Te weinig geld beschikbaar om verzilveraars te subsidieren 

In lijn met het bovenstaande dient ervoor te worden gewaakt dat er genoeg geld beschikbaar is binnen het subsidieplafond om alle vouchers die worden ingediend bij het bestuursorgaan door verzilveraars te kunnen verzilveren. Op deze manier moet worden voorkomen dat er vouchers worden uitgegeven die bij de verzilveraar tot een dienst hebben geleid, waarbij bij verzilvering pas blijkt dat er geen geld meer beschikbaar is binnen het subsidieplafond om zijn geleverde diensten en de daarvoor verkregen vouchers vergoed te krijgen. 

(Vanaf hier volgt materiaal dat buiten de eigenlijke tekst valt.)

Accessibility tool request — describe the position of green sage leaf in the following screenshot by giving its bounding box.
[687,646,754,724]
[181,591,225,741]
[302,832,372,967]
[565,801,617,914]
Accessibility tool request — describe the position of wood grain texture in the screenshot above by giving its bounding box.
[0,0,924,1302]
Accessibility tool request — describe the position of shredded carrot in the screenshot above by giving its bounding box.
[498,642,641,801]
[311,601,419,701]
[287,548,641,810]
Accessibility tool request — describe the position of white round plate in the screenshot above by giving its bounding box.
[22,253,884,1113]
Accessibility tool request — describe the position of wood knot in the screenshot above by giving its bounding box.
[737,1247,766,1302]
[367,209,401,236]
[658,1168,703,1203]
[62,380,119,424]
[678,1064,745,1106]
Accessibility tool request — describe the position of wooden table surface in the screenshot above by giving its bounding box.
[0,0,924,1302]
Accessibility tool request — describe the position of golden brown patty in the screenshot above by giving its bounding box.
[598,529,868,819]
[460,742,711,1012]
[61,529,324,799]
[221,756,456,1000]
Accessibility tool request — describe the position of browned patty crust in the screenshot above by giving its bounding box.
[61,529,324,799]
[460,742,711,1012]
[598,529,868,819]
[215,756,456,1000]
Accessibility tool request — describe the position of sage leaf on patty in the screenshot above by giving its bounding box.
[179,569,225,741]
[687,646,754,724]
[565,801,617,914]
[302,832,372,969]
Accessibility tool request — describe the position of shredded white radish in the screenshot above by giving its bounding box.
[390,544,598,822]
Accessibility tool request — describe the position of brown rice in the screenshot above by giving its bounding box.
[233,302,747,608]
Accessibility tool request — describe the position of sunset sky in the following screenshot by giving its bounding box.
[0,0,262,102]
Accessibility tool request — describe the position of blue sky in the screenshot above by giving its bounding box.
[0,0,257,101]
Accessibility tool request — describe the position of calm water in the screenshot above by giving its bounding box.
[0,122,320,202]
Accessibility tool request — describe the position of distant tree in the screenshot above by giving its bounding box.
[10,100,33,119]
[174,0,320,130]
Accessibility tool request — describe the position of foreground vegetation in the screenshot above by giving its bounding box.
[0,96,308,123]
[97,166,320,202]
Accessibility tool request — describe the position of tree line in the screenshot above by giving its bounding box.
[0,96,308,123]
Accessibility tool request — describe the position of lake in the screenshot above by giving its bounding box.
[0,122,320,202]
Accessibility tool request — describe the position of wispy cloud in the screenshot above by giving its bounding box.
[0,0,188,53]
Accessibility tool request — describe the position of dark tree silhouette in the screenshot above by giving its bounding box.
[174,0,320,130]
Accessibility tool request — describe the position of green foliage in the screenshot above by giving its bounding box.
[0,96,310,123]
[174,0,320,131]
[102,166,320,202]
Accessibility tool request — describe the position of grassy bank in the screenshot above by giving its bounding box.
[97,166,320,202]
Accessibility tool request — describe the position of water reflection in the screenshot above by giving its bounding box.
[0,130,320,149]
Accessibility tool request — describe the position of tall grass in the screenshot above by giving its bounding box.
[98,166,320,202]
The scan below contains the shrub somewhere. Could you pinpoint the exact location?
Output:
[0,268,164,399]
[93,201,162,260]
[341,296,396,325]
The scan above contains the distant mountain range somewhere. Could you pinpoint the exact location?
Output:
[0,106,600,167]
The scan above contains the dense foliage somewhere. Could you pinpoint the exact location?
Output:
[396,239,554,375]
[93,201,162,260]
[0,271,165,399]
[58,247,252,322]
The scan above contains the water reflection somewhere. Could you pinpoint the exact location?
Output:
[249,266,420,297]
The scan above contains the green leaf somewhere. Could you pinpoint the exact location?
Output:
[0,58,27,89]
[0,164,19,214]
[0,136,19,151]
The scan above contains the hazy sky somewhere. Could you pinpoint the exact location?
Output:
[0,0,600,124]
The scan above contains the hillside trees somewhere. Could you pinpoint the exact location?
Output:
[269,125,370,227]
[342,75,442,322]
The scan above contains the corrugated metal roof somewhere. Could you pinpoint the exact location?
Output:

Onduidelijke juridische verhoudingen 

Voor het financieringsinstrument de voucher bestaat geen gedetailleerd wettelijk kader. Dit betekent dat voucher-regelingen in de praktijk op uiteenlopende wijze juridisch worden vormgegeven. Daarbij is lang niet altijd duidelijk wat de juridische relatie is tussen de betrokken partijen. Is de aanvrager van de voucher de subsidieontvanger? Of is dit de verzilveraar? De normering van de juridische verhoudingen in het verleningsproces heeft grote gevolgen voor het toepasselijke wettelijke kader, en dus voor de betrokken partijen (zie: juridische informatie). Daarnaast is niet altijd duidelijk bij welke partij subsidiegelden kunnen worden terugvorderd indien niet aan bepaalde subsidievoorwaarden is voldaan. Zo kunnen er geschillen ontstaan tussen de aanvrager van de voucher en de verzilveraar aangaande de vraag wie het risico draagt van terugvordering van reeds ontvangen subsidiebedragen. Doorgaans is het de verzilveraar die het risico loopt wanneer gelden worden teruggevorderd, ook al is het product of de dienst al geleverd aan de aanvrager. Dat kan vervolgens tot problemen leiden tussen de aanvrager en de verzilveraar. Het verdient dus aanbeveling in de voucher-regeling vast te leggen wie in welke situatie verantwoordelijk is voor het schenden van (subsidie)verplichtingen, en ten aanzien van welke partij dus subsidies kunnen worden teruggevorderd. 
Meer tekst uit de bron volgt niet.